Une telle inégalité n’était pas seulement justifiée par des considérations économiques. Le Dr Verwoerd, promoteur de l’éducation bantoue, expliquait sa politique en ces termes : « Les indigènes (Noirs) doivent apprendre dès leur plus jeune âge que l’égalité avec les Européens (Blancs) n’est pas pour eux. » L’éducation constituait ainsi un instrument destiné à renforcer l’apartheid.
Les quelques progrès constatés au fil des années dans la scolarisation des jeunes Noirs résultaient principalement des pressions exercées par les milieux patronaux, qui avaient besoin d’une main-d’œuvre plus qualifiée.
La révolte
Dans les lycées existait une organisation, les Student Christian Movements (SCMs), officiellement apolitique mais largement infiltrée par les militantEs du South African Students Movement (SASM), lié au mouvement de la Conscience noire. Ces dernierEs menèrent un important travail d’organisation et de sensibilisation.
Iels créèrent d’abord un Comité d’action, qui se transforma ensuite en Soweto Students’ Representative Council (SSRC). Ces militantEs jouèrent un rôle déterminant dans le déclenchement des mobilisations.
Des centaines de jeunes quittèrent les établissements scolaires pour converger vers une manifestation. Sans sommation, les forces de l’ordre ouvrirent le feu. De nombreux témoignages font état d’adolescentEs abattuEs alors qu’iels fuyaient.

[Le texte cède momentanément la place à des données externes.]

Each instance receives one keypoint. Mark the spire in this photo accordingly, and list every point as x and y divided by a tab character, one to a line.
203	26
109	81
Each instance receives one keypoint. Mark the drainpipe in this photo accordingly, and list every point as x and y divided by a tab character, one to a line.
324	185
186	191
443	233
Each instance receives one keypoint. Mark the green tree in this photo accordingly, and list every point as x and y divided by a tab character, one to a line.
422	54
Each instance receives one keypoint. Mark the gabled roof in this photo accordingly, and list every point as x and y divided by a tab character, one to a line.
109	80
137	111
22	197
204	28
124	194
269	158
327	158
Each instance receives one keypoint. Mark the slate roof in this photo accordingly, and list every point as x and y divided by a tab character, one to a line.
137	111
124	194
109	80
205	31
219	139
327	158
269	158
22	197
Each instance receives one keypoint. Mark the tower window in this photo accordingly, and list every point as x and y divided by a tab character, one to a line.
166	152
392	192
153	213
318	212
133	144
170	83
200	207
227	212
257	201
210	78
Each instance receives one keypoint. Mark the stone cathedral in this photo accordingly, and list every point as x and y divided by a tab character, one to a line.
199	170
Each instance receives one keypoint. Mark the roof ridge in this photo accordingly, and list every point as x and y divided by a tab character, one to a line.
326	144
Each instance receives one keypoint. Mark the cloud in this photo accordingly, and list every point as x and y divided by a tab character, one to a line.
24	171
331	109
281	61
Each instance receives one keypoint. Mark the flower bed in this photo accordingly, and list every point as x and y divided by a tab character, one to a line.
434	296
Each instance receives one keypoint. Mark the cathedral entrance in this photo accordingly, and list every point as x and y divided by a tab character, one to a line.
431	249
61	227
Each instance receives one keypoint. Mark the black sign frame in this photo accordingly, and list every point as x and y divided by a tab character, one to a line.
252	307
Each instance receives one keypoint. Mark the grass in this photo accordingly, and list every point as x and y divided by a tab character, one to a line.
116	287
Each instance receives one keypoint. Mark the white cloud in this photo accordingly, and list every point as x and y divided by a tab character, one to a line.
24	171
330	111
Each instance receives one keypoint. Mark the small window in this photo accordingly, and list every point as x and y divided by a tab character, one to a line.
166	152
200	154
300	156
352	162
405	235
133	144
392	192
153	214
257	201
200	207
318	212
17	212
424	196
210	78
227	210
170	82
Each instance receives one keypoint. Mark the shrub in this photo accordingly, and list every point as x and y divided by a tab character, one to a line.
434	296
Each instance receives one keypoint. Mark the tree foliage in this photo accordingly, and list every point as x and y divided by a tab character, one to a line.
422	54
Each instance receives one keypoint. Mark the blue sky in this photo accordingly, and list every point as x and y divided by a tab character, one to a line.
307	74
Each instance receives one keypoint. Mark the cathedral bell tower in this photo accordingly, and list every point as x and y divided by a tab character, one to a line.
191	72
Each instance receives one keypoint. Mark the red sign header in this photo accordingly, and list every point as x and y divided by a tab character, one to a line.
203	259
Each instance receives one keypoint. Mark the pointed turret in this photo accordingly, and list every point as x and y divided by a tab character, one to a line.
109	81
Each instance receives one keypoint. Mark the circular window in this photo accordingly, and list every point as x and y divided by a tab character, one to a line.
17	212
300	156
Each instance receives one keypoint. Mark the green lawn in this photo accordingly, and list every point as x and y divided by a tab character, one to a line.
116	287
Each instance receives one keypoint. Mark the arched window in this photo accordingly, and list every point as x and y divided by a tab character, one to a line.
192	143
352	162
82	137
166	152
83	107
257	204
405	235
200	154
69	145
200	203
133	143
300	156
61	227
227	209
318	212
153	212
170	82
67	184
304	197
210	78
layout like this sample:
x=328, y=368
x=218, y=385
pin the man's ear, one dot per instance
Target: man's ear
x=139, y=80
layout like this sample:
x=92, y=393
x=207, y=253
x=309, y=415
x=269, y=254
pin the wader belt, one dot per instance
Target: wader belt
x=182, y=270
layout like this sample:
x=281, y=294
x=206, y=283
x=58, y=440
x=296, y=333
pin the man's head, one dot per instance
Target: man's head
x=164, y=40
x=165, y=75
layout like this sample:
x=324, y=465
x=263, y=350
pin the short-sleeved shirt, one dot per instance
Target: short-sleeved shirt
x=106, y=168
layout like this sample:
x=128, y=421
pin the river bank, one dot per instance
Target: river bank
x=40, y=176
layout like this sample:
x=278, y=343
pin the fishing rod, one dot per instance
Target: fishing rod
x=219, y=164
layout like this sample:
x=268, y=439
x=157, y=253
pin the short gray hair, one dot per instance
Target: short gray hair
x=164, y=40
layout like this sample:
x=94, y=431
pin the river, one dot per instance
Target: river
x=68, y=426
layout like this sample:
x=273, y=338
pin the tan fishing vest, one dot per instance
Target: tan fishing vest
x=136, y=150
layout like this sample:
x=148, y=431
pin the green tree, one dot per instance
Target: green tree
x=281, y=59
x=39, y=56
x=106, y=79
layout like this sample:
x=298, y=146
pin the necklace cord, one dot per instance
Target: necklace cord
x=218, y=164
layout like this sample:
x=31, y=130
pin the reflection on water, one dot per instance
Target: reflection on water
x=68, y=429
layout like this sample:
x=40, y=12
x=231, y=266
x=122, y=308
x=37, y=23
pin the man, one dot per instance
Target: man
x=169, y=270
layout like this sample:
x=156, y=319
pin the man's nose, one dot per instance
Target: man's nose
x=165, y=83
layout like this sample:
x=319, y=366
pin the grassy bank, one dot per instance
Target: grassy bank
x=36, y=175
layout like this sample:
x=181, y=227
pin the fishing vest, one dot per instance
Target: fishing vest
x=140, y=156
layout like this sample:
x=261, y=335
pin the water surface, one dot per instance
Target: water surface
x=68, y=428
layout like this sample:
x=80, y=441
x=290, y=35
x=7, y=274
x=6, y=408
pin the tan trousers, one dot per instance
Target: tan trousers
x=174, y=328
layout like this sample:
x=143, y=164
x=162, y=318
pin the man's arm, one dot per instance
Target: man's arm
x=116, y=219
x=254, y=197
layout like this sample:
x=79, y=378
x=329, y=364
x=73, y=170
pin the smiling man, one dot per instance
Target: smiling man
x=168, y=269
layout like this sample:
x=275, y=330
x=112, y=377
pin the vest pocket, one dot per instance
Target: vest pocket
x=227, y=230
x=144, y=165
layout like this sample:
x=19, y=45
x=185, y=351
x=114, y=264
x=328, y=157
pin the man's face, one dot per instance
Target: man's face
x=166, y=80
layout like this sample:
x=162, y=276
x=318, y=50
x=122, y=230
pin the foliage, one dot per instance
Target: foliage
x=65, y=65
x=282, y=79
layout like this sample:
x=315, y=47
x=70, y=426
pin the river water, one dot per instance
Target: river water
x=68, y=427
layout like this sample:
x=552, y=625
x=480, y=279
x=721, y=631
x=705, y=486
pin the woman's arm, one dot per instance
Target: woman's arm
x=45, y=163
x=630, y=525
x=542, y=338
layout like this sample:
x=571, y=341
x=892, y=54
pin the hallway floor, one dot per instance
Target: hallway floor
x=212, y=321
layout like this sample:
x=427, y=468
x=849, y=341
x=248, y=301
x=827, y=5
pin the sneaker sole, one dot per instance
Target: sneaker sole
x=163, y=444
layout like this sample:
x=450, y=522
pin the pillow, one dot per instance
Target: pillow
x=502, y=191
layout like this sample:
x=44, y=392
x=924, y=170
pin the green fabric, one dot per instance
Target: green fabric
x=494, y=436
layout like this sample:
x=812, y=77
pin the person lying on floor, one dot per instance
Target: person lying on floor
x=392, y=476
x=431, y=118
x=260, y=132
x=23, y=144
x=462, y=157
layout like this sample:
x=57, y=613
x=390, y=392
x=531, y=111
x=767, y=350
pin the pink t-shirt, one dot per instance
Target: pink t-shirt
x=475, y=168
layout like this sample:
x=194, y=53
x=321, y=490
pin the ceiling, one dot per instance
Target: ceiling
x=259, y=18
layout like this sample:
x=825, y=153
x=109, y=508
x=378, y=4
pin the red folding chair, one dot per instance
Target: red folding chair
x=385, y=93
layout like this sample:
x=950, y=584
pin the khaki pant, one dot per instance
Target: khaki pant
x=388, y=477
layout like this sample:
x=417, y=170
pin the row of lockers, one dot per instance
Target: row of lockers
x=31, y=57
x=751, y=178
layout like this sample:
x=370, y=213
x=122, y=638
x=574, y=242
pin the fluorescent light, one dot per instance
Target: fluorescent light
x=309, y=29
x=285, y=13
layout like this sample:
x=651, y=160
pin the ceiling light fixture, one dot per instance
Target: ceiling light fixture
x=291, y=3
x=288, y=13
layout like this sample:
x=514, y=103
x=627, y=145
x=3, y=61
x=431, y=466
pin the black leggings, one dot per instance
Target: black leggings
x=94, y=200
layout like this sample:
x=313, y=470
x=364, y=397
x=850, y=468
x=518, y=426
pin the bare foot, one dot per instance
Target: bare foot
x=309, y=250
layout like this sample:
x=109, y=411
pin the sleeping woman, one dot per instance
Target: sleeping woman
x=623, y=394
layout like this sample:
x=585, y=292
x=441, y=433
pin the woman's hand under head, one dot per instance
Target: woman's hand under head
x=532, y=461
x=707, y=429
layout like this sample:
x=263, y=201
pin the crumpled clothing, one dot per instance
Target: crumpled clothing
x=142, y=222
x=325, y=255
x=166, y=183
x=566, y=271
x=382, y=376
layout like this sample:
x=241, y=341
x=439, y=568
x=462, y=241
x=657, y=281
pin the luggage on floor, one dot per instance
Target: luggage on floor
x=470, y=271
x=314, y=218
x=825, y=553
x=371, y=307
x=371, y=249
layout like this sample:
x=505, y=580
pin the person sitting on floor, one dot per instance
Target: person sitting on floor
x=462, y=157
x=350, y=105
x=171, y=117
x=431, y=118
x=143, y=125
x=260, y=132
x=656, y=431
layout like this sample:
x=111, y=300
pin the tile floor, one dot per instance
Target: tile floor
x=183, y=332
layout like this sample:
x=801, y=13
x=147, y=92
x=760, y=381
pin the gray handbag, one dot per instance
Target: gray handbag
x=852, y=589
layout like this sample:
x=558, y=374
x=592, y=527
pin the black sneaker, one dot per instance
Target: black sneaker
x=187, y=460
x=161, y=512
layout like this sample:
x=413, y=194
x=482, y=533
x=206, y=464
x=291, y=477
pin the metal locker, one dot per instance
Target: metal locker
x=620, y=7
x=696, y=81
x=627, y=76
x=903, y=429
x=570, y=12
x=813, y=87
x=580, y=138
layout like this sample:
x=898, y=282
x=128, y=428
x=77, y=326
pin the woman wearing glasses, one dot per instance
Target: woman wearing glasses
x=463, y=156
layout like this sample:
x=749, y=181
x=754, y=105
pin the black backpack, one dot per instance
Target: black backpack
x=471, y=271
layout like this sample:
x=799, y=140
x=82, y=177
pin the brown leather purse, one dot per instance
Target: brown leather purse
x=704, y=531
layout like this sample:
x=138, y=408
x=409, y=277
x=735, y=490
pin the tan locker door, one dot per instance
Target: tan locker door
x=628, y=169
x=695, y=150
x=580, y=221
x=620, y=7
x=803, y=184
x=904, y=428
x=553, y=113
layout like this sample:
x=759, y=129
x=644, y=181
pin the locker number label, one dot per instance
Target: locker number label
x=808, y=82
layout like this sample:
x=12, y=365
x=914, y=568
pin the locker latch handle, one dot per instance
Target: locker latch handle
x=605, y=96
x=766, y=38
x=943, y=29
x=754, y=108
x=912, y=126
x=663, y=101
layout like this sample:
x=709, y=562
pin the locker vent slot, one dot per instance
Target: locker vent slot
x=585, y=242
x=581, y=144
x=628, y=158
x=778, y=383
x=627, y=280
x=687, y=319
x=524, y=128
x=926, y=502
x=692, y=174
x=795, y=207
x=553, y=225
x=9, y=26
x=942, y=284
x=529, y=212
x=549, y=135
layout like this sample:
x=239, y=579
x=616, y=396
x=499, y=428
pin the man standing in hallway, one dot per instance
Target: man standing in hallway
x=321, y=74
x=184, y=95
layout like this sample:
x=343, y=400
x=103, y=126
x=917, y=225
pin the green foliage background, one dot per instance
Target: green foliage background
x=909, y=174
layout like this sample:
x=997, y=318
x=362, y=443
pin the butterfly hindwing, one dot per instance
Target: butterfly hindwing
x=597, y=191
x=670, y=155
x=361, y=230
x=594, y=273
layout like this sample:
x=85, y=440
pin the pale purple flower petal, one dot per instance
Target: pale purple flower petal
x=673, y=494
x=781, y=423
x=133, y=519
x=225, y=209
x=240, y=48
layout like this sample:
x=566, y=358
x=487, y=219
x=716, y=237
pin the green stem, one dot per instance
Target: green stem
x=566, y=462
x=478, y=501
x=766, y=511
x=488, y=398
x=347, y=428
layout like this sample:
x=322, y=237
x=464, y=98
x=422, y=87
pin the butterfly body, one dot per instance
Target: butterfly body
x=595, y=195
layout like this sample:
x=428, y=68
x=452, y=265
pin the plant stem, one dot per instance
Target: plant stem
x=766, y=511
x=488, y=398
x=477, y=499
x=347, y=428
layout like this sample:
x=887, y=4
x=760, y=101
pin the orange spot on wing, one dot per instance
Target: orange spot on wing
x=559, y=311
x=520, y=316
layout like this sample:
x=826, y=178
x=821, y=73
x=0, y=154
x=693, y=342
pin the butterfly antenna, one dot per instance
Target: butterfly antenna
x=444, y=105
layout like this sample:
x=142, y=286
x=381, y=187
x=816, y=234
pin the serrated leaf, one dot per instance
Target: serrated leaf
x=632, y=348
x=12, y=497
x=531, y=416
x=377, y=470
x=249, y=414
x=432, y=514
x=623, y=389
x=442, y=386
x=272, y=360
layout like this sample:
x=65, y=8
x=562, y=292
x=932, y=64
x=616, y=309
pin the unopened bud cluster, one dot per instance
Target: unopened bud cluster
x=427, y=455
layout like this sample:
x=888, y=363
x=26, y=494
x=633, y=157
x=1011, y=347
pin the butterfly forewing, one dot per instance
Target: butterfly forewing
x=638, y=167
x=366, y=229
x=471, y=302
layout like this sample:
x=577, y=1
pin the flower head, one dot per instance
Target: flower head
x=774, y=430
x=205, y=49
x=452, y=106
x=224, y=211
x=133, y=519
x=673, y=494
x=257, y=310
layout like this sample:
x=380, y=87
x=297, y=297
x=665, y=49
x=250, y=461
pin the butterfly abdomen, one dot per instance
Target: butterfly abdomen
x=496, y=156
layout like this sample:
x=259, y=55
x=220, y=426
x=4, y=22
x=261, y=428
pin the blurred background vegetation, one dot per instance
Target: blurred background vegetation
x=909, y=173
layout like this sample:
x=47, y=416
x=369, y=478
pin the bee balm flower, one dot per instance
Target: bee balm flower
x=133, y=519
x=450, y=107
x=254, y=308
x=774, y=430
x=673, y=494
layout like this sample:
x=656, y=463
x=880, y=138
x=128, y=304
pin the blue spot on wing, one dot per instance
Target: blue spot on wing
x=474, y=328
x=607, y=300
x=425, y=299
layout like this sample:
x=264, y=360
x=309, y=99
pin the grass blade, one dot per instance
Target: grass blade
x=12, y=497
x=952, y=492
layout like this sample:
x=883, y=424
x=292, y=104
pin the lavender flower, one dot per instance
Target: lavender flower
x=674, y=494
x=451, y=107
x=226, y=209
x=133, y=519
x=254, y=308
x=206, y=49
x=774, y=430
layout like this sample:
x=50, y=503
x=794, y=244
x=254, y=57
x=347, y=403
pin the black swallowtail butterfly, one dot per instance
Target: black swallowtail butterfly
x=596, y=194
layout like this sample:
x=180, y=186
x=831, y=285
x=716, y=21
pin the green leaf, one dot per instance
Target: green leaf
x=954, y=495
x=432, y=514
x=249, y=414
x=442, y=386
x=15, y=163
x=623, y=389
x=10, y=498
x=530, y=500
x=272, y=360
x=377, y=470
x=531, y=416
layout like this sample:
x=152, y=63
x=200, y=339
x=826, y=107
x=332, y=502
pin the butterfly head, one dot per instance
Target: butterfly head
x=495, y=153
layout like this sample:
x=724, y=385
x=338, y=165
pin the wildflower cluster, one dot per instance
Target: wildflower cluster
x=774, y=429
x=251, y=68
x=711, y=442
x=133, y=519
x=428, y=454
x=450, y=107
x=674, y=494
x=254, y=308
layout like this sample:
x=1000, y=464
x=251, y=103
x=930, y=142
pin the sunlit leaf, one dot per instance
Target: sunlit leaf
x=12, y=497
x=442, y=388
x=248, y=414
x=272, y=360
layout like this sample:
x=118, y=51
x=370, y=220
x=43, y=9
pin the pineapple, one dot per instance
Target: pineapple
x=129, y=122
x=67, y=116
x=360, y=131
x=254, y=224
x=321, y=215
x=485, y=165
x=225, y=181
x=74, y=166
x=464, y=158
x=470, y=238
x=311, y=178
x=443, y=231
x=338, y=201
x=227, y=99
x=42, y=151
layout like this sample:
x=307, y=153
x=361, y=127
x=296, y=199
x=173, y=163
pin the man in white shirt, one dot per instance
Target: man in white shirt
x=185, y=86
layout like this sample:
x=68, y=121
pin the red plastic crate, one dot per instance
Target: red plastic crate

La révolte de Soweto se propagea à travers tout le pays, entraînant la participation de larges secteurs de la population. Partout, le pouvoir répondit par une répression impitoyable. L’armée fut déployée et les forces de police n’hésitèrent pas à tirer sur les habitantEs des townships dans le but de semer la terreur.
Le basculement
Le soulèvement de Soweto marque un véritable tournant dans la lutte contre l’apartheid. Après le massacre de Sharpeville en 1960, les dirigeantEs des principales organisations nationalistes, l’ANC et le Pan Africanist Congress (PAC), avaient été emprisonnéEs ou contraintEs à l’exil. Le régime semblait alors inébranlable.
Pourtant, le pouvoir dut reculer en abandonnant sa réforme imposant l’usage de l’afrikaans dans les écoles. Surtout, une nouvelle génération de militantEs était née. Elle allait renforcer considérablement les organisations anti-apartheid, qu’elles soient syndicales ou politiques.
À l’échelle internationale, la brutalité du régime sud-africain suscita d’importantes mobilisations de solidarité qui contribuèrent à modifier le rapport de forces à l’intérieur du pays. Après les émeutes de Soweto, de plus en plus de Sud-AfricainEs étaient convaincuEs que l’apartheid n’était plus une fatalité et qu’il finirait par disparaître.